Late last month, however, the Energy Department noted in a little-publicized year-end report to Congress that, while “the high-end figure overstates jobs,” some studies showed between 16,149 to 59,468 jobs, many temporary, as being lost by the cancellation.
The estimates were taken from a 2014 Supplemental Environmental Impact Statement.
“Construction jobs would be more significant but temporary; if construction were to take two years, about 3,900 direct jobs would be created annually during construction, and 21,050 U.S. total jobs would be created, counting indirect and induced jobs,” the report stated.
“Other estimates for temporary jobs during the construction phase ranged from 16,149 to 59,468 annually for a two-year period.

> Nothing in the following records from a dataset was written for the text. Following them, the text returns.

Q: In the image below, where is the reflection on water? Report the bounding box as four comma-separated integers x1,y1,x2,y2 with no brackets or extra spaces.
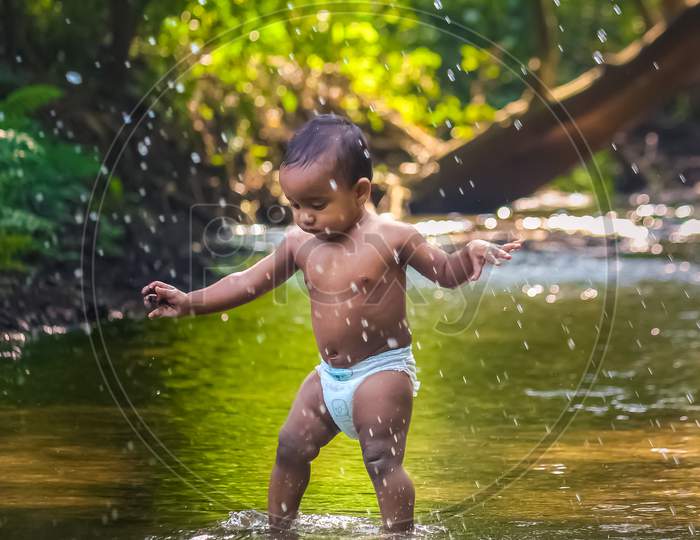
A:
0,247,700,538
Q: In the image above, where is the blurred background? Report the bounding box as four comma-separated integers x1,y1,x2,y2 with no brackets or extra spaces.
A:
0,0,700,538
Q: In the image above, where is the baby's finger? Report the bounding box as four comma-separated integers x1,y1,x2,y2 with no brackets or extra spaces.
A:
141,281,168,294
148,307,165,319
494,249,513,260
156,285,177,300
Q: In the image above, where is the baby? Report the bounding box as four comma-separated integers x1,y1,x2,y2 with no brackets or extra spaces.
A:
142,115,520,531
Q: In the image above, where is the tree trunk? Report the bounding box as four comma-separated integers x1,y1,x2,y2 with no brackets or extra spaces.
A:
410,4,700,213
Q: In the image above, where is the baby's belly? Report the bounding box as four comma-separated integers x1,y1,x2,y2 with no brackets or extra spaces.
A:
311,290,411,367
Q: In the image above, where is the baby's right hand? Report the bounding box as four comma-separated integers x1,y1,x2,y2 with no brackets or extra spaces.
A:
141,281,190,319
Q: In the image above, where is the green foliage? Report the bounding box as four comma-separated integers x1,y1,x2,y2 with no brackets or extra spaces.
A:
0,85,120,270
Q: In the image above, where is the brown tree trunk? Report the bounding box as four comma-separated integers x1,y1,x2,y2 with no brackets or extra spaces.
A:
411,4,700,213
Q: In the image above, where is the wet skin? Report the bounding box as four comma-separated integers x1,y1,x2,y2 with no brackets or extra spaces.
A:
142,157,520,530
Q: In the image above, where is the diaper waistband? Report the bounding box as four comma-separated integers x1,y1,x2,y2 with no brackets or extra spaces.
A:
320,345,415,381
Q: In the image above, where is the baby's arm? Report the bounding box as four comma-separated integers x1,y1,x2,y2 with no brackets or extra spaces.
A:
141,233,297,319
395,223,521,288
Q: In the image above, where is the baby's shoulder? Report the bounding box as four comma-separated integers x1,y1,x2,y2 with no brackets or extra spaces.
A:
374,216,416,243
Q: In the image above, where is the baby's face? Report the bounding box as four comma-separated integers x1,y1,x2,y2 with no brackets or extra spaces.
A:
280,160,370,238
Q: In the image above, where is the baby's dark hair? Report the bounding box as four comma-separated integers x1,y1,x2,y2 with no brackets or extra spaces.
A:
281,114,372,186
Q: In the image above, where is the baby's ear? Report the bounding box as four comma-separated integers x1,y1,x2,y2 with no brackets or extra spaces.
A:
352,176,372,204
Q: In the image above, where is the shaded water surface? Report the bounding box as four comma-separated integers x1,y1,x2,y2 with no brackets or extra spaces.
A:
0,252,700,538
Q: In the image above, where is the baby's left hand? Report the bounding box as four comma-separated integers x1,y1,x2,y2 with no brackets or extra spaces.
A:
465,240,522,281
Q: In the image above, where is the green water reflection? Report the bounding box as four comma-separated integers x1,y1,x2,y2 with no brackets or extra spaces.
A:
0,268,700,538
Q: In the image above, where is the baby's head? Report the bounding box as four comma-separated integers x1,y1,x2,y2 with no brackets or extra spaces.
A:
280,114,372,238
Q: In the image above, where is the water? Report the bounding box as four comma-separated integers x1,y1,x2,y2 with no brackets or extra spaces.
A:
0,250,700,539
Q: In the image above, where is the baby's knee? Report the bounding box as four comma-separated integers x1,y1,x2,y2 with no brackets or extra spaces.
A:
362,442,401,478
277,429,320,465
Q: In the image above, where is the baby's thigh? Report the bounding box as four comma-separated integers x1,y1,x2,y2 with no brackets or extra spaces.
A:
280,370,340,448
352,370,413,462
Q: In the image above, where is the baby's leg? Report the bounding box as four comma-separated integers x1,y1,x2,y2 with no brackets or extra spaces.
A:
267,370,339,529
352,371,415,531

However, the study includes segments of the Keystone pipeline that were not related to the XL portion and jobs corresponding to those sections that were built were realized,” the report continued.
Additionally, the high-end figure comes from this study which faced significant criticism for including in its analysis project inputs from India, Russia, and Russian companies in Canada, thus including jobs outside the United States,” it said.
But the project was about more than just jobs — it was about national security and ensuring a cheap, steady, plentiful supply of energy for Americans, though Biden, in early 2022, claimed the issue was out of his hands, blaming then-spiking oil and gas prices on Russia’s invasion of Ukraine.